In a recent simulated scenario, nursing and medical students practiced IPE to deliver a healthy baby boy and reacted to the mother’s uterine hemorrhage that required an emergency hysterectomy.

“I’ve learned that every moment is filled with opportunity, and it’s what I do with those opportunities that define the outcome of my actions,” said Patty de Veyra, a nursing student in the class of ’16. “There was no barrier between the two professions, and they definitely made the team stronger.”

“The number one cause of sentinel events—ending in death or serious injury not related to the natural course of patient illness—is a lack of communication and leadership,” explained Shelley White-Corey, RNC, WHNP, a clinical assistant professor in the College of Nursing. “Study after study supports the conclusion that practicing as a team results in better communication, so we are really dedicating a great deal of effort to teach this correctly–because its more than a theory–we’re doing everything we can to save lives.”

The Institute of Medicine agrees, saying “it is clear that how care is delivered is as important as what care is delivered.” And that “developing effective teams and redesigned systems is critical to achieving care that is patient-centered, safer, timelier, and more effective, efficient, and equitable.”

It would seem like a pretty logical approach to medical education: teaching students together who will one day work together. But this hasn’t always been the case, and it’s more complex than just practicing scenarios together. IPE has often been defined as enhanced collaboration, where each professional’s contribution isequally valued.

Increased use of technology (simulations, web-based education, e-health), communities of practice, and funding initiatives for clinical education have helped expand the established use of IPE.

While IPE is becoming more and more common in the CLRC, Texas A&M also hosts one of the largest disaster simulations in the country. Aptly named “Disaster Day” this event brings together medical students, nursing students, pharmacy students and even students from the College of Veterinary Medicine and Biomedical Sciences. Also, Blinn College nursing and EMT students have participated. It is an event that not only serves as an excellent IPE training ground, but provides great data to improve IPE research.
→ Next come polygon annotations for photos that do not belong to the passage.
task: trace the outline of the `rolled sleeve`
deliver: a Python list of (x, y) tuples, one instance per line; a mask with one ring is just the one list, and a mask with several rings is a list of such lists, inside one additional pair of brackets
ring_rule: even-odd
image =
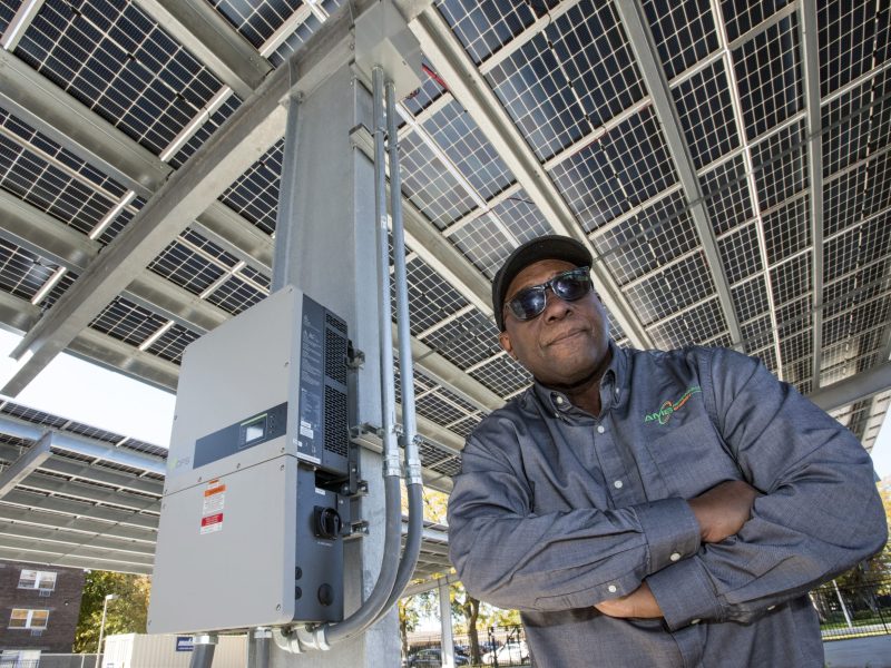
[(635, 512), (649, 547), (648, 573), (687, 559), (699, 549), (699, 523), (685, 500), (636, 505)]
[(722, 610), (711, 578), (697, 558), (675, 563), (647, 578), (665, 622), (673, 631), (699, 620), (721, 621)]

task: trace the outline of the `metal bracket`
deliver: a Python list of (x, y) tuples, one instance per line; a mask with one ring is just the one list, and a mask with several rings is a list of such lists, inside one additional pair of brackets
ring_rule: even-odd
[(343, 540), (355, 540), (358, 538), (362, 538), (364, 536), (369, 536), (371, 533), (371, 529), (369, 525), (368, 520), (356, 520), (355, 522), (350, 522), (349, 527), (341, 533)]
[(358, 371), (365, 364), (365, 353), (353, 347), (353, 342), (346, 342), (346, 369)]

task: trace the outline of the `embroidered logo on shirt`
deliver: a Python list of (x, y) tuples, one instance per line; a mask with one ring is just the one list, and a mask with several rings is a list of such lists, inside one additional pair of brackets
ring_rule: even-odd
[(655, 413), (647, 413), (646, 418), (644, 418), (644, 422), (658, 421), (659, 424), (665, 424), (672, 419), (672, 415), (675, 413), (675, 411), (679, 411), (684, 407), (684, 404), (689, 401), (691, 396), (702, 391), (702, 387), (698, 385), (687, 387), (687, 391), (684, 392), (684, 394), (677, 401), (672, 401), (668, 399), (663, 402), (662, 407), (658, 411)]

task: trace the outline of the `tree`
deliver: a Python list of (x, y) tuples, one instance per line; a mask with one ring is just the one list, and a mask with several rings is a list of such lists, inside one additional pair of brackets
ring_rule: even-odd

The Texas A&M Health Science Center is now partnered with Baylor College of Medicine on a National Institutes for Health (NIH) grant. The intent of both schools is to transform curriculum to reflect an ideal balance in content among behavioral, biomedical and social sciences. Gaps in the behavioral and social sciences discovered the “hidden curriculum’s” significance, referring to the informal interactions among students, teachers and residents. Specific aims of the grant are related to IPE. Members of the grant from Texas A&M are from both the College of Medicine (Lori Graham, Ph.D., principle investigator and Courtney West, Ph.D., co-investigator) and from the College of Nursing (Karen Landry, Ph.D., co-investigator). The team created three instruments based on IPE competencies to evaluate team based collaborative care during the annual disaster day event and measure IPE communication, roles and responsibilities, values and ethics, teams and teamwork.

“The development of interprofessional education requires moving beyond these profession-specific educational efforts to engage students of different professions in interactive learning with each other,” West said. “Being able to work effectively as members of clinical teams while students is a fundamental part of that learning.”

The intention was to frame interventions as “relationship-centered,” where, rather than marginalize the hidden behavioral and social sciences, faculty are actively looking for constructive hidden curriculum that shapes the teacher-student, teacher-teacher, and student-student interactions. The model of the study now includes health professionals, other health care providers and public health. Both Baylor and Texas A&M have sought to discover strengths in each school’s efforts and to share those to benefit both institutions.

“In the end, we are doing this for the patient,” Bentley explained. “By starting with professionals’ education, the foundation are building through fundamentals, we are helping our graduates to give the best care possible to patients and improve the health care system.”